LEED v4 updates look at life cycle analysis

The update aims to better understand a building's total environmental impact
Monday, February 3, 2014
By Leah Wong

Green building certification in Canada has received an update with the release of the Leadership in Energy and Environmental Design version 4 (LEED v4), which places new focus on conducting a life cycle analysis of a whole building.

The Canada Green Building Council (CaGBC) announced the availability of LEED v4 in late January. The program will officially launch at the CaGBC’s Building Lasting Change conference this June.

LEED v4 enhances the role of product and material transparency within the program, awarding credits for environmental product declarations (EPD), transparency in material ingredients, and transparency and raw material sourcing.

The three credits were added to make manufactures reconsider how their products and materials are assessed. Instead of focusing on a singular benefit of a product, such as the use of recycled content or reused material, members of the building industry will need to understand a product’s life cycle impact.

“LEED v4 presents the next generation of building rating systems with increased emphasis on energy efficiency and reducing carbon emissions, building performance and material lifecycle assessment,” says Thomas Mueller, president and CEO of the CaGBC. “Introducing Environmental Product Declarations is an important first step toward reducing environmental impacts from materials and enhancing public health.”

A life cycle analysis (LCA), also known as life cycle assessment, is a measure of sustainability that evaluates the environmental burden of a product throughout its entire life span. Sometimes referred to as a “cradle-to-grave” assessment, it compiles inventory of relevant energy and material inputs and environmental releases.
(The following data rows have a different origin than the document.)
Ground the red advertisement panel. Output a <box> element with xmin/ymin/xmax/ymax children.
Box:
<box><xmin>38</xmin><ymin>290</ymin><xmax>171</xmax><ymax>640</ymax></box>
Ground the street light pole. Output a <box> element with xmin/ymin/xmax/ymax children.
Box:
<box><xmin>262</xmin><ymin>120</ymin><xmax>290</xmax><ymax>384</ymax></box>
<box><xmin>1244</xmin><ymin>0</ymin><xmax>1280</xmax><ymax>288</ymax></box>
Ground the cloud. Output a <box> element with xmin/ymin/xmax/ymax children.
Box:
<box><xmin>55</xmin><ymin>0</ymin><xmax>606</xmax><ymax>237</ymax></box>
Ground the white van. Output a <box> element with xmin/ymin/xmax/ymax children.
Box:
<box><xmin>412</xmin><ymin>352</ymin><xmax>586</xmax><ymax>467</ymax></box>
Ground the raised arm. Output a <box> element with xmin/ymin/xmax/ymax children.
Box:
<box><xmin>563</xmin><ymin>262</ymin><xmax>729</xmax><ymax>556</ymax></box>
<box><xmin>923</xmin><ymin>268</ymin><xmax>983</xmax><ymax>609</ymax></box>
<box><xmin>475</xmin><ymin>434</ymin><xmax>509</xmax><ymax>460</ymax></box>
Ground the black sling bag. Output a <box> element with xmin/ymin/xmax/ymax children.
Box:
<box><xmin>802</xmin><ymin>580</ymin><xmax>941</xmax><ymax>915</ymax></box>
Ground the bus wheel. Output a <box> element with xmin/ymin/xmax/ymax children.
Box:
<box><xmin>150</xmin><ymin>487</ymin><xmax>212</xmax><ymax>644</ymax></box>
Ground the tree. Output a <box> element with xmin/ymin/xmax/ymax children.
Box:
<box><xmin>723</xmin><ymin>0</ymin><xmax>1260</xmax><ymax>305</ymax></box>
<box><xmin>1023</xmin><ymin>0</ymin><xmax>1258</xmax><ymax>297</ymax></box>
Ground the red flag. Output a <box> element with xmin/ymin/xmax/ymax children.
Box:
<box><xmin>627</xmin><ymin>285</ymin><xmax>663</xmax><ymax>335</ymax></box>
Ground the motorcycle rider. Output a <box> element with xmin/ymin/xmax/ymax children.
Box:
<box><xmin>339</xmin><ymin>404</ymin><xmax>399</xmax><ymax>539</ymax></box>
“If we want to have confidence that our sustainability choices are making a difference, we have to bring some sort of measurement into the process,” says Jennifer O’Connor, president of Athena Sustainable Materials Institute. “Life cycle assessment is a key measuring tool used by sustainability leaders in product manufacturing and in building design.”

Unlike other technologies and products that have a green label, LCA provides real performance data. O’Connor says that it evaluates how a product or building affects nature — air, land and water — throughout its entire life.

“Without LCA we don’t know the total effect of decisions in the context of a whole building over its full lifetime.  LCA gives us a much stronger foundation to understand and improve environmental footprint,” O’Connor says.

Under LEED v4, design teams will receive credit for conducting whole building life cycle analysis and by choosing products with third-party validated environmental product declarations. And LEED is not the only green certification program to recognize LCA; Green Globes has also integrated it into its credits.

Following LCA is proven to create a quantitative basis for environmentally-improved design. It deals with how a product is made, how it performs when it is in use, as well as what happens when it has been disposed of. It can also be used to compare products side-by-side, though O’Connor says that it is most valuable when used in building design to evaluate a building as a whole.

“LCA is not about choosing good products over bad, it’s about putting together a building with the best LCA performance achievable given other project objectives,” she says.

LEED v4s two credits for environmental product declarations look at the life cycle impacts associated with the manufacturing of a product, including climate change, acidification and ozone depletion potentials in a way that the industry universally understands. While an EPD is not a product rating, it does give architects and developers a way to map the environmental repercussions of a specific product they are using.

By using products with EPDs, building developers can identify its resource inputs as well as the environmental and health outputs of the material. Though they are new and still uncommon in North America, forward-thinking companies within the building industry are ahead of the curve and beginning to adopt them.

Leah Wong is the online editor of Building Strategies & Sustainability magazine.